Precisamos primeiro compreender o conceito de cidadania e ter ciência que este
conceito mudou ao longo do tempo na sociedade ocidental e atualmente tem sentidos
diferentes em lugares diferentes pelo mundo. Guarinello (2012, pág. 29) afirma que

[...] não podemos falar de continuidade do mundo antigo, de repetição de uma


experiência passada e nem mesmo de um desenvolvimento progressivo que
unisse o mundo contemporâneo ao antigo. São mundos diferentes, com
sociedades distintas, nas quais pertencimento, participação e direitos têm
sentidos diversos.

O autor chama atenção para o fato de que se faz necessário entender que a ideia
de cidadania muda, dependendo do lugar e do tempo em questão. Os PCN’s de História
(1998, pág. 36) confirmam essa questão ao assinalar
A ideia de cidadania foi inicialmente construída em uma época e em uma
sociedade, mas foi reconstruída por outras épocas e culturas. A cidadania não
é compreendida de modo semelhante por todos os indivíduos e grupos hoje no
Brasil, como não era em outras épocas.
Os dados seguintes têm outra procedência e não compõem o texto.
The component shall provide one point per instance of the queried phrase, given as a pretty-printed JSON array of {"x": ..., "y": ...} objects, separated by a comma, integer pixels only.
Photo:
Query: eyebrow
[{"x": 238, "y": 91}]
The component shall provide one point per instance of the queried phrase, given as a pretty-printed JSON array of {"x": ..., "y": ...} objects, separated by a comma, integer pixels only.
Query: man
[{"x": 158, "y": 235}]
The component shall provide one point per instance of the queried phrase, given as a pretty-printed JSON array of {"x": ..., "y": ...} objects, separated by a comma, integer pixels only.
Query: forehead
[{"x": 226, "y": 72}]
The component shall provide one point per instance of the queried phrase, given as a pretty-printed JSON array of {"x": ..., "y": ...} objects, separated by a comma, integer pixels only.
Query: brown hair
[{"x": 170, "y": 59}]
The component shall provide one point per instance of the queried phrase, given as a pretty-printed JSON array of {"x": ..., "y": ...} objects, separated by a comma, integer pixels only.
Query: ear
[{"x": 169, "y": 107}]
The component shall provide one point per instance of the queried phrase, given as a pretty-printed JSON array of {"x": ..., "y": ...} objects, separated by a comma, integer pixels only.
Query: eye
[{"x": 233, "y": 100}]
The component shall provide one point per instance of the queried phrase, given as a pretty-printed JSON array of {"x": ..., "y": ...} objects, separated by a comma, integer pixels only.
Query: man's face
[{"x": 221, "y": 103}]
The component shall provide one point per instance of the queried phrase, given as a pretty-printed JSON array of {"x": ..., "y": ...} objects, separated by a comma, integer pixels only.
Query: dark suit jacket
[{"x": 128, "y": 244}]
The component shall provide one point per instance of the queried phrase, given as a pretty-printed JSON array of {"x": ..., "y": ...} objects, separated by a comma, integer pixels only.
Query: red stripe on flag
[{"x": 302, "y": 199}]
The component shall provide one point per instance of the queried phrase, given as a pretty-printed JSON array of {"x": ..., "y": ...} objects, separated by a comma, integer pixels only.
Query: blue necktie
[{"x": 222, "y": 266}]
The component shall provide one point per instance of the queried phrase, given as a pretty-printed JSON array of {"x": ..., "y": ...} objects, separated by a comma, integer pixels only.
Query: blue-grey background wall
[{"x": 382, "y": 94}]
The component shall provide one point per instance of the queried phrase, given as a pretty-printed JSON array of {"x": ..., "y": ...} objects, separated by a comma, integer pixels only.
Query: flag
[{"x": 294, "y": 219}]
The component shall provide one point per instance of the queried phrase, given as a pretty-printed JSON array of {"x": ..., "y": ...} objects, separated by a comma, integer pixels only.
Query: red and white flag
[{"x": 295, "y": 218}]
É diferente ainda do sentido atribuído
pelos atenienses da época de Péricles ou pelos revolucionários franceses de
1789, nem é idêntica às práticas e crenças da população norte-americana atual.
Os sentidos que a palavra assume para os brasileiros incluem os demais
sentidos historicamente construídos, mas ultrapassam os seus contornos,
incorporando problemáticas e debates especificamente nacionais, que são e
que foram moldados, no presente e no passado, por indivíduos, grupos, classes,
instituições, governos e Estado e, também, nas suas inter-relações.

32
O documento pontua as mudanças quanto ao conceito de cidadania, visto que na
Grécia Antiga, apesar de ser considerada o berço da democracia, não era considerado
como cidadão, mas mulheres, os escravos e os estrangeiros. Se olharmos apenas para o
nosso país veremos que o conceito de cidadania existente no século XVIII por exemplo,
é completamente diferente do que entendemos como cidadania nos dias atuais.
Busquemos então compreender o conceito moderno de cidadania. De acordo com
Campos (2012, pág. 17) “a moderna concepção de cidadania considera como cidadão
aquele que é membro de um estado-nação. Essa condição é dada pelo nascimento ou pela
naturalização [...]”. Corroborando com a autora encontramos entre os objetivos gerais
do Ensino Fundamental, apontados nos PCN’s que o aluno deve

compreender a cidadania como participação social e política, assim como


exercício de direitos e deveres políticos, civis e sociais, adotando, no dia-a-dia,
atitudes de solidariedade, cooperação e repúdio às injustiças, respeitando o
outro e exigindo para si o mesmo respeito; (BRASIL, 1998 S/PÁG)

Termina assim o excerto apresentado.